Bioethics literature is full of writing about the difficulties patients encounter when trying to assimilate complex medical information while they are ill, tired, and scared. Often, the patient’s psychological challenges become the platform for a subtle attack on the value of autonomy or a belittling of the value of informed consent. My story is interesting precisely because those barriers were largely absent. I was not anxious or ill, was encouraged to ask questions, and had all the time in the world. Nor can I accuse the physician of paternalism; I think he was truly neutral about whether or not I should have the surgery. Nonetheless I was blindsided by things that I could not have asked about because they would never have occurred to me.

Heather Gert (2002) has pointed out that placing information in the context of informed consent has the unfortunate effect of encouraging physicians and ethicists alike to talk “as if physicians are required to provide all and only information necessary for securing informed consent” (p. 23). Informed consent focuses on information a reasonable person needs to make a decision, but there is much more information that most prospective patients need and want. As Gert explains, there are few facts that would deter most people from [End Page 9] deciding to have a broken leg set, but there is much more that the patient needs and wants to know. How long will she be in a cast? When can she drive? Can she get the cast wet?

Part of the problem, as I have written elsewhere (2010) is that the concept of informed consent arose out of litigation. Since the patient can only win a suit if the missing information would have caused her to make a different decision, it is that information that tends to take precedence. In our society, law and ethics tend to merge in people’s minds, and legal standards are often taken to be ethical standards as well. But law is just one important (and minimalist) expression of what constitutes good physician–patient communication. “If we say, time and again, that physicians must provide information for the purpose of gaining informed consent, and don’t say anything more, it may be too easy to slip into thinking that a certain bit of information can be passed over because—as anyone really would agree—there is no chance that information about this fact will alter the patient’s decision” (Gert, p. 24). A better standard is the one suggested by Gert: reasonable patients want whatever information will keep them from being surprised. And if, in the end, the patient is surprised, that should only occur if the physician is surprised as well. “In other words, the physician should ensure that the patient undergoes no unsurprising surprises” (Gert, p. 24).

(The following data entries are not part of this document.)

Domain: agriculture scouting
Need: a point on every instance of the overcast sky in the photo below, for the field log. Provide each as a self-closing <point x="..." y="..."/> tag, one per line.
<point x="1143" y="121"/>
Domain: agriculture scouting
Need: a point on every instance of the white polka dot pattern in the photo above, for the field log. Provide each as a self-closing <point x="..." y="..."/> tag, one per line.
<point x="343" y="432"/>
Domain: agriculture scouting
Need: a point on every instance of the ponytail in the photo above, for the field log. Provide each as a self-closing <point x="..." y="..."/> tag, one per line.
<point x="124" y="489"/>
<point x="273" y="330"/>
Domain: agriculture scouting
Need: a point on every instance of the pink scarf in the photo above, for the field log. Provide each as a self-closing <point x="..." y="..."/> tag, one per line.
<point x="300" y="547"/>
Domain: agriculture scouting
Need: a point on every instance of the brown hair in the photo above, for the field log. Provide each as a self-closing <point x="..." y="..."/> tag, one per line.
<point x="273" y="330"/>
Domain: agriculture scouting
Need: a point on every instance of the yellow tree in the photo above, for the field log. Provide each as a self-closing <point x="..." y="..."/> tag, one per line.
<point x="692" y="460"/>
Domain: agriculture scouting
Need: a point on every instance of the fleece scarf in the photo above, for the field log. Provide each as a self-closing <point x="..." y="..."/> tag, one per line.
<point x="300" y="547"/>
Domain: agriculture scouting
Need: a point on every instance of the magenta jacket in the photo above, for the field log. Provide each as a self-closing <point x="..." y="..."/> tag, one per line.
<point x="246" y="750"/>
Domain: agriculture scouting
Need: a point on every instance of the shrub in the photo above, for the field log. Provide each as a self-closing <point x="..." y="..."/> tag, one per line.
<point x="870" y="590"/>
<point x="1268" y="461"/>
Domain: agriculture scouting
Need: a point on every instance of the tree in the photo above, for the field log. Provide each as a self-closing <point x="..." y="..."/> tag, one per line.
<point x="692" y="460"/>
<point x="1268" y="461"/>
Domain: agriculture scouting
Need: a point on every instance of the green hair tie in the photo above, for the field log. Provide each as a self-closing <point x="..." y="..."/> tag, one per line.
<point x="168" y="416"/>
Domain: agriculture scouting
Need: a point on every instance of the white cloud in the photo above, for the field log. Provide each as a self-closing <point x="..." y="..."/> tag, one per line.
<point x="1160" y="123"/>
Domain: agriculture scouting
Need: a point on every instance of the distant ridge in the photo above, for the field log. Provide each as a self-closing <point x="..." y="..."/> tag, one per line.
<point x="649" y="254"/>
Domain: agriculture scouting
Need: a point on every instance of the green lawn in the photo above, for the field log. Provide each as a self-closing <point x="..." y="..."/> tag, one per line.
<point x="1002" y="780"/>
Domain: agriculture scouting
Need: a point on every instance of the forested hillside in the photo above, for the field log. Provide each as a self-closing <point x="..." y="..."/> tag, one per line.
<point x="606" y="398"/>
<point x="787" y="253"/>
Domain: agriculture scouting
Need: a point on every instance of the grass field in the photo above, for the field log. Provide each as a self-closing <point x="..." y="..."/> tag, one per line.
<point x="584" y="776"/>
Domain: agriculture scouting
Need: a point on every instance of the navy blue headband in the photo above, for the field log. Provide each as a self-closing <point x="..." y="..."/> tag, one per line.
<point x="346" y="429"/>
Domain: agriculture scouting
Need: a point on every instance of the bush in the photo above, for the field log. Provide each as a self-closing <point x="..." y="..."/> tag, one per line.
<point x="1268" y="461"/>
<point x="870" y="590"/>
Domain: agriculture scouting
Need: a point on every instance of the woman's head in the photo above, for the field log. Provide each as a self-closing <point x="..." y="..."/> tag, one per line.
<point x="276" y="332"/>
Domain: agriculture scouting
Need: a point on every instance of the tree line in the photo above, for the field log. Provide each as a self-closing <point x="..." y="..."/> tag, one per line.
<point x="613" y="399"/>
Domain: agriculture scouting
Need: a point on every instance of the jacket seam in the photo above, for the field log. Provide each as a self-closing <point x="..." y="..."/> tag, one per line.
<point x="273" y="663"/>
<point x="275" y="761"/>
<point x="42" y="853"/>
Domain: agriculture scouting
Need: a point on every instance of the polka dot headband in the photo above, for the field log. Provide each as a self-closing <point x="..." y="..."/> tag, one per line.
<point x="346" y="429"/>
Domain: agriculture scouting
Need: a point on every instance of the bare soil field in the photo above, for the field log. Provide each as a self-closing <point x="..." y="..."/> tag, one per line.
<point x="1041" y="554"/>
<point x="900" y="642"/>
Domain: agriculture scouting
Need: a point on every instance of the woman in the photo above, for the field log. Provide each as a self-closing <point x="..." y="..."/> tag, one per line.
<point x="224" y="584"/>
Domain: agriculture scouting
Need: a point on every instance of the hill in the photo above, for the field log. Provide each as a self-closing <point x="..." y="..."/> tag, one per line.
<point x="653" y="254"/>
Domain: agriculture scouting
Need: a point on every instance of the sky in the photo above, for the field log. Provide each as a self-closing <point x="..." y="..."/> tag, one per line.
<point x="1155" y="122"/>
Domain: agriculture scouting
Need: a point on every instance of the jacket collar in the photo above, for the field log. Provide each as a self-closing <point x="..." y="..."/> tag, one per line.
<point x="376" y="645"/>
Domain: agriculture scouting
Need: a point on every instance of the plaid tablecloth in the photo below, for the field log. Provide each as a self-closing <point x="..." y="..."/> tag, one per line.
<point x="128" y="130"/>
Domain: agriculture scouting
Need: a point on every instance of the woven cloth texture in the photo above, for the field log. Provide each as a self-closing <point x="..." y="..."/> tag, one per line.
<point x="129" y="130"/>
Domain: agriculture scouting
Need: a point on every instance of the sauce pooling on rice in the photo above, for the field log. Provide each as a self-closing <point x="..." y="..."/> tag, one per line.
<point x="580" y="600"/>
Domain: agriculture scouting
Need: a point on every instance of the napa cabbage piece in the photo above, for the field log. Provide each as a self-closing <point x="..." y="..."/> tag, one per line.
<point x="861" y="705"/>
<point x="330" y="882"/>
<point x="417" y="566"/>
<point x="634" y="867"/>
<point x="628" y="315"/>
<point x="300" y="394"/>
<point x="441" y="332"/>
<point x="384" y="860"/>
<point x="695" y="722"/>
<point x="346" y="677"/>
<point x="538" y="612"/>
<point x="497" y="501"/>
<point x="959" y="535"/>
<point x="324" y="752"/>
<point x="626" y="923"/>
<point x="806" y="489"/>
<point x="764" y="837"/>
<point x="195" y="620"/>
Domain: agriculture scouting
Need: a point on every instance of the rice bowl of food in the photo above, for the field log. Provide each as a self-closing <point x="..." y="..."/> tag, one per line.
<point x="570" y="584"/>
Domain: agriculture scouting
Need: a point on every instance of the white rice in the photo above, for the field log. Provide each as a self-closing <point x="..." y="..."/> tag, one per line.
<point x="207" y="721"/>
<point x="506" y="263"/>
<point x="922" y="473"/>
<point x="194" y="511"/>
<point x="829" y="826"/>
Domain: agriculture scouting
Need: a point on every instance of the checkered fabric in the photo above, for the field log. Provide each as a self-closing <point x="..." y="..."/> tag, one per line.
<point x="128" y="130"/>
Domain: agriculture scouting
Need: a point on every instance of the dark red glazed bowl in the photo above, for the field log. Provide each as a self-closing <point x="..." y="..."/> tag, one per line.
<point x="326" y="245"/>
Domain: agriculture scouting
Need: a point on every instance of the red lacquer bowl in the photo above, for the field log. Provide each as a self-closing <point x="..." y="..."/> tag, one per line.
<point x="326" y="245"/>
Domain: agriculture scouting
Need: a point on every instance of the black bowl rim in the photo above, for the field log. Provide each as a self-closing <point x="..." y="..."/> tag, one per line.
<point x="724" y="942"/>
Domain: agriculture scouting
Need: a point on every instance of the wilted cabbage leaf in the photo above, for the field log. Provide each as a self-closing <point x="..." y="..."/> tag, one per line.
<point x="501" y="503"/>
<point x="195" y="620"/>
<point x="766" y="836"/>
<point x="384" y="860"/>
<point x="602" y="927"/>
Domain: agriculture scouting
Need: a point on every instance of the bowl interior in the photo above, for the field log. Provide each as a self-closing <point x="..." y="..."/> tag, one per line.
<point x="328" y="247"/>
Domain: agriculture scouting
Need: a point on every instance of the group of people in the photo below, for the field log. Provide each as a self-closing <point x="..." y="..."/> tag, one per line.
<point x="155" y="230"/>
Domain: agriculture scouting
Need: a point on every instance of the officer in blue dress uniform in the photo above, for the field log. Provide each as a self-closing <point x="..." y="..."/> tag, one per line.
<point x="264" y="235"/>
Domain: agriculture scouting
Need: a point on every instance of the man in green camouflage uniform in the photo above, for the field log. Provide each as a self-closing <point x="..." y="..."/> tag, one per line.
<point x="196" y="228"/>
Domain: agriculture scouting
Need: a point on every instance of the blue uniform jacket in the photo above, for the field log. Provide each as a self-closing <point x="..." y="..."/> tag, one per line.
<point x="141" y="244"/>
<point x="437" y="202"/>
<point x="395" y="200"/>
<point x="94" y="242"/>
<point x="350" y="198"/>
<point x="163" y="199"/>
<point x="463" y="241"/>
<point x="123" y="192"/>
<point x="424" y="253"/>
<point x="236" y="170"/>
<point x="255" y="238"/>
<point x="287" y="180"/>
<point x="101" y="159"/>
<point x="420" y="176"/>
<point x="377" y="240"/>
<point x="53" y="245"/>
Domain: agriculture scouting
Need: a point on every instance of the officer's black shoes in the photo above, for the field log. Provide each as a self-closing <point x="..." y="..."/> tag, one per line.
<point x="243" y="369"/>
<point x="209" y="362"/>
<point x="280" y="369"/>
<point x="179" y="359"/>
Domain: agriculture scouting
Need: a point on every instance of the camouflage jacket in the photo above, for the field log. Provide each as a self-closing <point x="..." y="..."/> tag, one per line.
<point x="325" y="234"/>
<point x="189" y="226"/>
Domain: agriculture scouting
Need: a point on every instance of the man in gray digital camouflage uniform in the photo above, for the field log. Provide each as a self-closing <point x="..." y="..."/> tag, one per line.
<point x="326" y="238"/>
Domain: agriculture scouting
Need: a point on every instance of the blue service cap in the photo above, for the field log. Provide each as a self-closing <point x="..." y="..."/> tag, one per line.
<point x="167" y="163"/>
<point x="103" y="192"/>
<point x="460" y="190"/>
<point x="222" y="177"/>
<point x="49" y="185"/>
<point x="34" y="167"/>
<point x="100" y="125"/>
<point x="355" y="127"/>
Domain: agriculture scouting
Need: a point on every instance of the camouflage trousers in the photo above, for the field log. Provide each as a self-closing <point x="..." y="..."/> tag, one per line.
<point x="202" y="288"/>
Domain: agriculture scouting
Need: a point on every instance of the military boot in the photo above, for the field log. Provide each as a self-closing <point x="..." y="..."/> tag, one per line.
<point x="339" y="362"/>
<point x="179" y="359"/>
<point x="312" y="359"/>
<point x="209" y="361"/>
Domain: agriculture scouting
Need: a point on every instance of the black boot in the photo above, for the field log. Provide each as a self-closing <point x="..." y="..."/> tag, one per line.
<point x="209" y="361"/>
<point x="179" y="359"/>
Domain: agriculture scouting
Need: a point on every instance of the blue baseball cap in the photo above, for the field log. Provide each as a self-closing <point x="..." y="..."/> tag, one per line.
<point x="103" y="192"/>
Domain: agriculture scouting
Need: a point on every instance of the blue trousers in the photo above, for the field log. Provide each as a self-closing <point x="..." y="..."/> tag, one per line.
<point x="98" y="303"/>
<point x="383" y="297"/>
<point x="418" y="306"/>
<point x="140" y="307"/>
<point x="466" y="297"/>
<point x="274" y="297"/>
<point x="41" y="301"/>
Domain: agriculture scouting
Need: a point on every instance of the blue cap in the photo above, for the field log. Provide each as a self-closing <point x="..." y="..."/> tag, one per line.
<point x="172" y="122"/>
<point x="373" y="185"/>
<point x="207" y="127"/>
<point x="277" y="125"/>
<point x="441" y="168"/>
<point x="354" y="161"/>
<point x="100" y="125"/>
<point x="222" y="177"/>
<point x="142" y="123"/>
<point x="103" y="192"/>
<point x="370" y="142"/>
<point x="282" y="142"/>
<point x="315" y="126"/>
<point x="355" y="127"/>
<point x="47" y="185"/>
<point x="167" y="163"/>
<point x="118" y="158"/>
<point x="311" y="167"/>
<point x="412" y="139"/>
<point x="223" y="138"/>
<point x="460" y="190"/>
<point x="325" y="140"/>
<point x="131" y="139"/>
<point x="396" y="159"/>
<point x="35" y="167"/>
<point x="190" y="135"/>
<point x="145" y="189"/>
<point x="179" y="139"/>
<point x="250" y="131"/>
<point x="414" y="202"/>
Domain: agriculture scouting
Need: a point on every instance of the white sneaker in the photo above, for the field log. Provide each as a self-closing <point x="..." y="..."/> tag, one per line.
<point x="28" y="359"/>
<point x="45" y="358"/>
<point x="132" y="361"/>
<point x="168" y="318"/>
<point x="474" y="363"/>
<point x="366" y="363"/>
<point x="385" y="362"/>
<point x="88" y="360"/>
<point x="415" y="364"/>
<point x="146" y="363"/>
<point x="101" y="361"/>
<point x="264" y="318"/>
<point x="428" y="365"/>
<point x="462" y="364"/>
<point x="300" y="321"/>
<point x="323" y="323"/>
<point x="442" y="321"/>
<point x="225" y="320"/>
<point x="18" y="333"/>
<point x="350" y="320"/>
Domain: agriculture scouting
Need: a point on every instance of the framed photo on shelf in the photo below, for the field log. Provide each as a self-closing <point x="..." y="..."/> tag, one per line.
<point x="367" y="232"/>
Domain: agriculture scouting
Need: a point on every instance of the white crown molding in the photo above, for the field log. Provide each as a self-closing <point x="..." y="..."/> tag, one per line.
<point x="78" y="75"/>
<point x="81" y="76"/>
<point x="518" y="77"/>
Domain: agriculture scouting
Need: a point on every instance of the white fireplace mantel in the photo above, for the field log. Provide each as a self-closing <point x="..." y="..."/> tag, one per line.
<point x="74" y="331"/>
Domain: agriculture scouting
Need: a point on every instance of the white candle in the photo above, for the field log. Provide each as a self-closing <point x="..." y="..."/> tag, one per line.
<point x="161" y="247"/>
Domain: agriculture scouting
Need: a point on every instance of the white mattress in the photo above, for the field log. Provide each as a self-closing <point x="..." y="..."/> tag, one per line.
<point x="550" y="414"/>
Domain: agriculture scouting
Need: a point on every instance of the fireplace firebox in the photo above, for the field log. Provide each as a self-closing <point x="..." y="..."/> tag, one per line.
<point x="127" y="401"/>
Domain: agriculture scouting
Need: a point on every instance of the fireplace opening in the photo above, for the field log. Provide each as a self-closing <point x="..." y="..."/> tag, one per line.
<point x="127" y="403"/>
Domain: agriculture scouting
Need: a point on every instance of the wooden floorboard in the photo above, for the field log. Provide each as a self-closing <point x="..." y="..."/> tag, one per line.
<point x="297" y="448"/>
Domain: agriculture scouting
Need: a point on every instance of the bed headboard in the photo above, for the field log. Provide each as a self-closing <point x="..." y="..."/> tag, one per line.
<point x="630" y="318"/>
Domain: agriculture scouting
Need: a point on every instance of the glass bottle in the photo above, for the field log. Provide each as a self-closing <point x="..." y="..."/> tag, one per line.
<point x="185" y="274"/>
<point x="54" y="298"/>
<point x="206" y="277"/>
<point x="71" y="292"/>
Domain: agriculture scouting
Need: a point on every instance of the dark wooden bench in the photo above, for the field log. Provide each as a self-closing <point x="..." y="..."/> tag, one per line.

Would my physician be surprised to hear of my experiences with the sequelae of breast–reduction surgery? I suspect not, but I don’t really know. The carefully orchestrated set of encounters between me and the medical staff did not include an opportunity for the patient to report back. Perhaps I’ll send them this essay.

References

Davis, D.S. (2010). The ambiguous effects of tort law on bioethics: The case of coctor–patient communication. Journal of Clinical Ethics, 21, 264–271.
Gert, Heather J. (2002) Avoiding surprises: A model for informing patients. Hastings Center Report, 32, 23–32.